SWITZERLAND - The Swiss parliament has further slowed down plans by the government to cut pensions, in order to make assets in pension funds last longer.

Second pillar pensions will be cut by around 8% from 2015 with first cuts not happening for another two years, according to a new suggestion by the Swiss parliament.

The government decided last year to speed up reforms to the conversion rate ("Umwandlungssatz") which is used to calculate annuities because Swiss people are living longer than expected, and it is having a significant knock-on effect to public financing.

In 2003, a law was passed to cut the rate from currently 7.05% for men and 7.1% to 6.8% by 2014 for both sexes.

However, the government brought in a bill last summer which would have seen the rate go down to 6.9% already in 2008 and subsequently go down to 6.4% by 2011.
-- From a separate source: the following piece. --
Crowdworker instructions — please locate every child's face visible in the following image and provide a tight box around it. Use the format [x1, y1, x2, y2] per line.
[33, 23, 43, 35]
The smaller chamber in the Swiss parliament opposed this suggestion arguing the changes were "too speedy" and the bill remained untouched until this spring. (See earlier IPE story: Swiss pension cuts postponed)

A reduction of the conversion rate by 0.5 percentage points means an average pension cut of 8%, so Parliament is now working on a new motion which aims to introduce a 6.4%  cut by 2015 at the earliest.

A parliamentary commission suggests a five-year period should be established, after the law comes into effect, to adjust the rate step-by-step.

This new bill will pass parliament in autumn of this year at the earliest and the law is then not expected to come into effect until beginning of 2010, because it is part of a package which has yet to be finalised.

The assembly decided against a suggestion to keep the 2003 law and further decrease the conversion rate after 2011.